“Anne!” she simply said, with a little shrug.
“Oh, mother—mother! I think I must be going mad!” Anne was on her knees at the bedside, her face buried in the coverlet. It was easier to speak to her while her eyes were hidden, and Kate laid a hand on her hair.
“Not mad, dear; but decidedly over-strung.” She heard the note of magnanimity in her own voice.
“But can you forgive me—ever?”
“Nonsense, dear; can I do anything else?”
“But then—if you do forgive me, really—why must you go away? Why won’t you promise to stay with us?”
Kate Clephane lay against her pillows and meditated. Her hand was still in Anne’s hair; she held the girl’s head gently against the coverlet, still not wishing her own face to be too closely scrutinized. At length she spoke.

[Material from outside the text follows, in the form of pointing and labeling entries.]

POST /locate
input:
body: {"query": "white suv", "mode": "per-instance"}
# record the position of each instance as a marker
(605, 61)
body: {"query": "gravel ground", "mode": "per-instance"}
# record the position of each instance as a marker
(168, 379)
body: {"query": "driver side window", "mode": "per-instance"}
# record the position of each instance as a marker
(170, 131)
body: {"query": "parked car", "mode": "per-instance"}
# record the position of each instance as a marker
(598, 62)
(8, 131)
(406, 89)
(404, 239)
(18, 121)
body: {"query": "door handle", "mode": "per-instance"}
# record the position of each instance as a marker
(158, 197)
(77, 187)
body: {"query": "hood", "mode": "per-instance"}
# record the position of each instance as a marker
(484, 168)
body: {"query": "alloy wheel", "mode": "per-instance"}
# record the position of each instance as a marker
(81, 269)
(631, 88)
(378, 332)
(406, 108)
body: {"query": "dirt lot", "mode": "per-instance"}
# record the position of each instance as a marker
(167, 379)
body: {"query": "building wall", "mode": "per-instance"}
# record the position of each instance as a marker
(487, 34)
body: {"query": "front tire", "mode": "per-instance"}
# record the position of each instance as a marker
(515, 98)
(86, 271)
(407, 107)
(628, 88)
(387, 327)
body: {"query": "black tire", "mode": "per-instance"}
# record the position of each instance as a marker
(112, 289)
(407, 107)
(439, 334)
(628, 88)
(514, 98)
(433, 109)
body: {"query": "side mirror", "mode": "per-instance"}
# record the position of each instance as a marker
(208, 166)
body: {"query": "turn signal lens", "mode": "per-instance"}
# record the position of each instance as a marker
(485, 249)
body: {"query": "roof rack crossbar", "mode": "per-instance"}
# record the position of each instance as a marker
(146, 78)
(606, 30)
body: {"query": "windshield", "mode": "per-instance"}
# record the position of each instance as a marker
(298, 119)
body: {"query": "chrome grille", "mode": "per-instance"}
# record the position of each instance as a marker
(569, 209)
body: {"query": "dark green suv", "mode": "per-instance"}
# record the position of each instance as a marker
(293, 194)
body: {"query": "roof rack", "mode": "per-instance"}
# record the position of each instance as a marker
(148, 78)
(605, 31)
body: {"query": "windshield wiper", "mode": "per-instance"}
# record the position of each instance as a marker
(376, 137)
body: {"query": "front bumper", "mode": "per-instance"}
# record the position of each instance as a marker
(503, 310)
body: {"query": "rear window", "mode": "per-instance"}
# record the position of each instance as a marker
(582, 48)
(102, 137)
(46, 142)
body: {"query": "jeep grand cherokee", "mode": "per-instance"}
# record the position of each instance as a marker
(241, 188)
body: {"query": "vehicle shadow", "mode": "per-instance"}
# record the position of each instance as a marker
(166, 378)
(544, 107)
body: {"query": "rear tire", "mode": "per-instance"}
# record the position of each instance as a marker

“I didn’t mean to tell you just yet; and you must tell no one.” She paused, and rallied her failing courage. “I can’t promise to stay with you, dear, because I may be going to get married too.” The first words were the most difficult to say; after that she heard her voice going on steadily. “Fred Landers has asked me to marry him; and I think I shall accept.... No; don’t hug me too hard, child; my head still aches—There; now you understand, don’t you? And you won’t scold me any more? But remember, it’s a secret from every one. It’s not to be spoken of till after you’re married.... Now go.”
After Anne had left her, subdued but jubilant, she lay there and remembered, with a twinge of humiliation, that the night before she had hurried downstairs in a mad rush to death. Anything—anything to escape from the coil of horror closing in on her!... And it had sufficed to her to meet Enid Drover in the hall, with that silly chatter about the house next door, to check the impulse, drive her back into the life she was flying from.... She reflected with self-derision that all her suicidal impulses seemed to end in the same way; by landing her in the arms of some man she didn’t care for. Then she remembered Anne’s illuminated face, and lay listening to the renewed life of the house, the bustle of happy preparations going on all about her.
“Poor Fred! Well—if it’s what he wants—” she thought. What she herself wanted, all she now wanted, was never again to see that dreadful question in Anne’s eyes. And she had found no other way of evading it.